The appointment of Levine, who at 83 is one of the oldest poet laureates, was announced Wednesday by Librarian of Congress James Billington.

Levine, of Fresno, Calif., is the author of 20 collections of poems, including "The Simple Truth," for which he won the Pulitzer Prize.

"Philip Levine is one of America’s great narrative poets," Billington said. "His plainspoken lyricism has, for half a century, championed the art of telling ‘The Simple Truth’ — about working in a Detroit auto factory, as he has, and about the hard work we do to make sense of our lives."

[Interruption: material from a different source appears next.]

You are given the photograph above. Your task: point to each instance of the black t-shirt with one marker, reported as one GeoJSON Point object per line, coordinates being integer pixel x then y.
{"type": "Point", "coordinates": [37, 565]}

As a student, the Detroit native worked a number of industrial jobs at the city’s auto-manufacturing plants. Levine, the son of Russian-Jewish immigrants, once referred to himself as “a dirty Detroit Jew with bad manners,” according to The New York Times.

About writing poems in his mid-20s during his factory days, Levine said, "I believed even then that if I could transform my experience into poetry, I would give it the value and dignity it did not begin to possess on its own. I thought, too, that if I could write about it I could come to understand it; I believed that if I could understand my life — or at least the part my work played in it — I could embrace it with some degree of joy, an element conspicuously missing from my life."

Levine taught for many years at California State University, Fresno, where he is professor emeritus in the English Department. He also has taught at New York University as distinguished writer in residence, as well as at Columbia, Princeton, Brown and Tufts universities, and the University of California, Berkeley.